Britain reiterated on Saturday that it would prefer to leave the European Union with no trade deal rather than compromise its independence while there was no word from Brussels on whether progress had been made after a crucial day of talks.
With less than two weeks before Britain leaves the EU’s orbit, both sides are calling on the other to move to achieve a breakthrough and safeguard almost a trillion dollars worth of trade from tariffs and quotas.
“We need to get any deal right and based on terms which respect what the British people voted for,” said a UK government source.
“Unfortunately, the EU are still struggling to get the flexibility needed from member states and are continuing to make demands that are incompatible with our independence.”
Since Britain left the EU in January, the talks have been largely hamstrung over two issues – the bloc’s fishing rights in British waters and creating a so-called level playing field providing fair competition rules for both sides.
There is little time left. Both sides need to get any deal approved by their parliaments, and with the talks in their final stages, it is expected that any conclusion will most likely come before Christmas.
EU Brexit negotiator Michel Barnier said on Friday that “just a few hours” remained to reach a post-Brexit trade deal.
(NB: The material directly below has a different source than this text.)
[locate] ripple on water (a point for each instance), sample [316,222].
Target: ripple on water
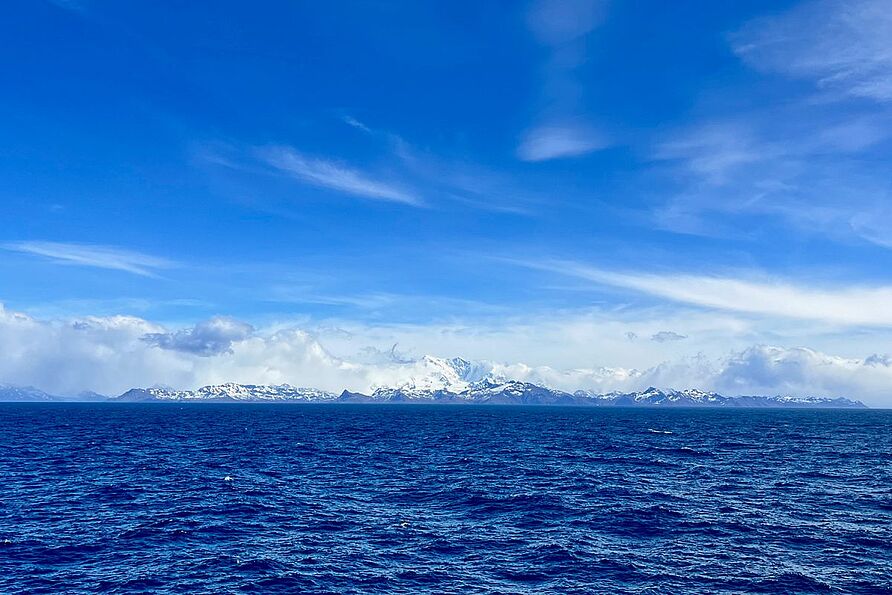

He cited “extremely difficult” negotiations over how the EU could retaliate if Britain back-pedalled on production standards to win a competitive edge for its products, or if Britain cut European fishermen off from its fishing waters in the future.
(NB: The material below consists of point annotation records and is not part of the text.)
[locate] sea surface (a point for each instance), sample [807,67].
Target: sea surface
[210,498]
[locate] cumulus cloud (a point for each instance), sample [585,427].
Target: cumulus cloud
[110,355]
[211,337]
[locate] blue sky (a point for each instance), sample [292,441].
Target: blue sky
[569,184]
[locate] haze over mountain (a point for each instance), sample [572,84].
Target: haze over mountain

The European Parliament on Saturday repeated its call for a deal to be reached no later than this weekend, to give it time to properly ratify the agreement.
David McAllister, head of the parliament’s Brexit group, said the chamber could hold an emergency plenary on December 29 if a deal was struck no later than this weekend.
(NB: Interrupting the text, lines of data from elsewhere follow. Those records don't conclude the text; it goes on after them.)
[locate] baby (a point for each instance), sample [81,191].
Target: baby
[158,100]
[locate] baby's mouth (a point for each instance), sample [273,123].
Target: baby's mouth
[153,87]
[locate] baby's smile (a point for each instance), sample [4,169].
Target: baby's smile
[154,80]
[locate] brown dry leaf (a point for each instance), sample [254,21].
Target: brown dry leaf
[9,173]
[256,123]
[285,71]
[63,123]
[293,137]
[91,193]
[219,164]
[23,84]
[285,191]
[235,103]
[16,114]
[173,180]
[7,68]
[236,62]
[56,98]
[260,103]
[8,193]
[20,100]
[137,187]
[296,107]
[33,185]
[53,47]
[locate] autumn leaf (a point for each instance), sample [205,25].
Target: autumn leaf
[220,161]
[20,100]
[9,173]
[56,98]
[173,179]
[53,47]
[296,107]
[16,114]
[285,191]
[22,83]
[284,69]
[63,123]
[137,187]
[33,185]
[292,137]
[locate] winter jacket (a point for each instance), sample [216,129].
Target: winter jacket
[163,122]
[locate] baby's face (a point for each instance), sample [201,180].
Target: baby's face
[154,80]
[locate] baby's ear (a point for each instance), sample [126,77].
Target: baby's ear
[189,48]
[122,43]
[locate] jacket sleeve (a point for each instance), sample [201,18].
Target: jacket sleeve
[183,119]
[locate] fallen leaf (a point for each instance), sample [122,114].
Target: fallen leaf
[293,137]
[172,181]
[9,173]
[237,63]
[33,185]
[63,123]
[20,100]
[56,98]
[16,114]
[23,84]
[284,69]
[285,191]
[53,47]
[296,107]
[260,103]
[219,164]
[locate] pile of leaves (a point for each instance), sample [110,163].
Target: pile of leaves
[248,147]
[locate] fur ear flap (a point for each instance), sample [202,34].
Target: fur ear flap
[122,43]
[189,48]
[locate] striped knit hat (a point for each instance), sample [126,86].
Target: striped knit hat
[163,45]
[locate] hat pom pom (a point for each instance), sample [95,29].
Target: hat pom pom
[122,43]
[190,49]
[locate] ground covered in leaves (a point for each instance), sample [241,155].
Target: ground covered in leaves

“This requires that on Sunday evening at the latest we get a text, in order to start our prepared measures and work,” he told German broadcaster NDR.
The EU has long said it wants to safeguard the parliament’s right to exercise democratic oversight by voting on any deal sealed by the EU and UK negotiators.
However, if a deal arrived later than this weekend, the 27 EU member states could still endorse it on their own to allow for “provisional application”, a scenario that would be likely to upset European lawmakers.